My left ankle was badly sprained Also. 
So, like I say, has anyone else found that these chairs are "run away" and "lethal"?? 
Your opinions and experiences would be good to hear. Thanks in advance.


----------



## Bullets (Sep 8, 2017)

The rate of descent is controlled buy the person at the head. If it was moving fast it meant the person up top was letting it go fast. 

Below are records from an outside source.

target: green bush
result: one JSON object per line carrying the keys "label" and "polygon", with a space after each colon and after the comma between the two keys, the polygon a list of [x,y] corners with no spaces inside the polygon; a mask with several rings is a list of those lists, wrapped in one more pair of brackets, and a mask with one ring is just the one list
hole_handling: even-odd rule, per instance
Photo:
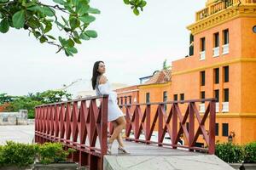
{"label": "green bush", "polygon": [[61,143],[44,143],[39,147],[39,162],[43,164],[65,162],[67,156],[73,151],[74,151],[73,149],[67,151],[63,150]]}
{"label": "green bush", "polygon": [[65,162],[73,151],[73,149],[66,151],[61,143],[29,144],[8,141],[5,145],[0,145],[0,167],[26,167],[32,164],[36,157],[43,164]]}
{"label": "green bush", "polygon": [[36,144],[8,141],[0,147],[0,165],[26,167],[34,162],[36,153]]}
{"label": "green bush", "polygon": [[256,142],[247,144],[244,146],[245,157],[244,162],[256,163]]}
{"label": "green bush", "polygon": [[215,155],[228,163],[241,163],[244,160],[243,147],[230,142],[217,144]]}

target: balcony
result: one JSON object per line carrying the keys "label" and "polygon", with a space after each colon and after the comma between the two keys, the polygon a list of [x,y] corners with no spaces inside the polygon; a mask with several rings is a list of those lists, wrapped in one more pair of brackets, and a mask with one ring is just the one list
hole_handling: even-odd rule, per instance
{"label": "balcony", "polygon": [[219,47],[213,48],[213,57],[218,57],[219,55]]}
{"label": "balcony", "polygon": [[201,51],[199,54],[200,54],[199,60],[206,60],[206,51]]}
{"label": "balcony", "polygon": [[199,112],[204,113],[206,111],[206,105],[205,104],[199,104]]}
{"label": "balcony", "polygon": [[229,112],[229,102],[222,102],[222,112]]}
{"label": "balcony", "polygon": [[219,103],[216,103],[215,111],[216,111],[216,113],[219,112]]}
{"label": "balcony", "polygon": [[195,20],[201,20],[210,15],[212,15],[219,11],[223,11],[226,8],[231,8],[233,6],[237,6],[238,4],[252,4],[256,3],[256,0],[228,0],[225,2],[218,1],[207,8],[198,11],[196,13]]}
{"label": "balcony", "polygon": [[224,44],[222,46],[222,54],[227,54],[230,53],[230,45]]}

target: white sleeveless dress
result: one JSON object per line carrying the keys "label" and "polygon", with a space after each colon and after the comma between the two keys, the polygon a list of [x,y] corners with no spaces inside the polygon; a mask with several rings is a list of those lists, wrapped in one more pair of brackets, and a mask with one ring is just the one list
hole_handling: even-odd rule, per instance
{"label": "white sleeveless dress", "polygon": [[117,94],[112,91],[108,81],[104,84],[98,84],[97,79],[95,89],[96,95],[108,94],[108,122],[112,122],[118,119],[119,116],[124,116],[122,110],[117,105]]}

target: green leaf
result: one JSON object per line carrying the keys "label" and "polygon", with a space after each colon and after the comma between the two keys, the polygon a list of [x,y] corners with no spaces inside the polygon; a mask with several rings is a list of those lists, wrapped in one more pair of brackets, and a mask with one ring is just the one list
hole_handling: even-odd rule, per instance
{"label": "green leaf", "polygon": [[143,1],[141,2],[140,7],[143,8],[143,7],[145,7],[146,5],[147,5],[147,2],[143,0]]}
{"label": "green leaf", "polygon": [[73,54],[67,48],[65,48],[64,50],[67,56],[73,56]]}
{"label": "green leaf", "polygon": [[42,12],[46,15],[46,16],[54,16],[55,14],[55,11],[49,7],[43,7],[42,8]]}
{"label": "green leaf", "polygon": [[89,37],[93,37],[96,38],[97,37],[97,32],[93,31],[93,30],[87,30],[85,31],[85,34]]}
{"label": "green leaf", "polygon": [[84,15],[84,16],[80,16],[79,20],[85,24],[89,24],[95,21],[96,18],[92,15]]}
{"label": "green leaf", "polygon": [[9,2],[9,0],[0,0],[0,3],[8,3]]}
{"label": "green leaf", "polygon": [[46,35],[48,37],[49,37],[50,39],[55,40],[56,38],[51,35]]}
{"label": "green leaf", "polygon": [[67,21],[63,16],[61,16],[61,18],[62,18],[62,20],[65,22],[65,24],[66,24],[67,26],[69,26],[68,21]]}
{"label": "green leaf", "polygon": [[38,38],[41,36],[41,33],[39,31],[33,31],[33,34],[36,37],[36,38]]}
{"label": "green leaf", "polygon": [[139,15],[140,12],[137,8],[134,8],[133,9],[133,13],[136,14],[136,15]]}
{"label": "green leaf", "polygon": [[31,26],[33,29],[40,27],[40,22],[36,18],[31,18],[28,20],[28,25],[29,25],[29,26]]}
{"label": "green leaf", "polygon": [[84,0],[79,0],[77,5],[76,5],[76,12],[79,14],[80,15],[83,15],[84,14],[88,13],[90,6],[88,5],[88,3]]}
{"label": "green leaf", "polygon": [[43,36],[40,37],[40,42],[41,42],[41,43],[44,43],[44,42],[46,42],[46,41],[48,41],[47,37],[46,37],[45,36],[43,35]]}
{"label": "green leaf", "polygon": [[68,48],[72,48],[72,47],[73,47],[73,46],[74,46],[73,41],[71,38],[69,38],[69,39],[67,40],[67,47],[68,47]]}
{"label": "green leaf", "polygon": [[78,50],[77,50],[77,48],[67,48],[67,49],[69,52],[73,53],[73,54],[77,54],[77,53],[78,53]]}
{"label": "green leaf", "polygon": [[13,25],[15,28],[20,29],[24,26],[25,23],[25,11],[20,10],[16,12],[12,18]]}
{"label": "green leaf", "polygon": [[61,5],[63,5],[65,3],[65,2],[63,0],[53,0],[53,2],[59,3]]}
{"label": "green leaf", "polygon": [[129,5],[129,4],[130,4],[130,1],[129,1],[129,0],[124,0],[124,3],[125,3],[126,5]]}
{"label": "green leaf", "polygon": [[101,14],[101,11],[97,8],[89,8],[89,9],[87,10],[88,13],[90,13],[90,14]]}
{"label": "green leaf", "polygon": [[80,26],[80,20],[76,17],[71,17],[69,19],[69,24],[72,30],[76,29]]}
{"label": "green leaf", "polygon": [[65,28],[65,26],[64,26],[62,24],[61,24],[59,21],[57,21],[57,20],[55,20],[55,24],[56,24],[58,26],[60,26],[61,28]]}
{"label": "green leaf", "polygon": [[49,32],[52,29],[52,24],[50,22],[48,22],[45,26],[45,28],[44,30],[44,33]]}
{"label": "green leaf", "polygon": [[8,22],[8,19],[3,19],[0,22],[0,32],[6,33],[8,32],[9,28],[9,24]]}
{"label": "green leaf", "polygon": [[27,8],[27,10],[30,10],[30,11],[40,11],[40,12],[44,13],[43,8],[40,7],[39,5],[35,5],[35,6],[29,7],[29,8]]}
{"label": "green leaf", "polygon": [[73,37],[73,39],[76,43],[79,43],[79,44],[82,43],[81,41],[79,40],[79,38],[78,38],[78,37]]}
{"label": "green leaf", "polygon": [[80,38],[83,39],[83,40],[90,40],[90,37],[87,36],[87,35],[84,34],[84,33],[81,33],[81,34],[80,34]]}

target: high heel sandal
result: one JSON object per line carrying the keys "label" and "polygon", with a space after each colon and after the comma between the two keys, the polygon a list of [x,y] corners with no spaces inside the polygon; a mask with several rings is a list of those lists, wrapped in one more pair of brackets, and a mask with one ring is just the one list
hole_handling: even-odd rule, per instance
{"label": "high heel sandal", "polygon": [[124,147],[119,146],[118,148],[118,153],[119,154],[130,154]]}
{"label": "high heel sandal", "polygon": [[108,141],[108,143],[107,143],[107,154],[108,155],[111,155],[112,153],[111,153],[111,148],[112,148],[112,144],[109,142],[109,141]]}

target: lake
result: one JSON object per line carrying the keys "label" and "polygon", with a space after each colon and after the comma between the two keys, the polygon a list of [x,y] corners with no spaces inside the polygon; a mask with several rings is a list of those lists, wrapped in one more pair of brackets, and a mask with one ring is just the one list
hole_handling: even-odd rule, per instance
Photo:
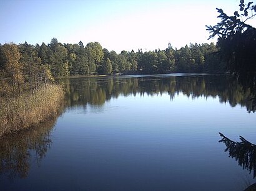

I have used one for 8 years and never had an issue


----------



## Marie lamb (Sep 8, 2017)

Bullets said:


> The rate of descent is controlled buy the person at the head. If it was moving fast it meant the person up top was letting it go fast.
> 
> I have used one for 8 years and never had an issue


The chair was tested and was at the top end of tolerance. There has been internal and external investigations to say that if this is the case with the tolerance then it does have the potential to runaway. There have also been insidences where tracks have come off half way down the stairs. 
There was an accident a few years before mine where there was a run away chair and that too was at tolerance. The company that I work for knew that there was a chance of a runaway chair at the top end of tolerance but didn't warn staff that this is the case!! 
This was all in my company alone. So just wondered whether anyone else has had similar incidents.


----------



## GMCmedic (Sep 8, 2017)

I dont understand how a stair chair just runs away when 2 people are holding it. 

I also think you dont really understand how a stair chair works. 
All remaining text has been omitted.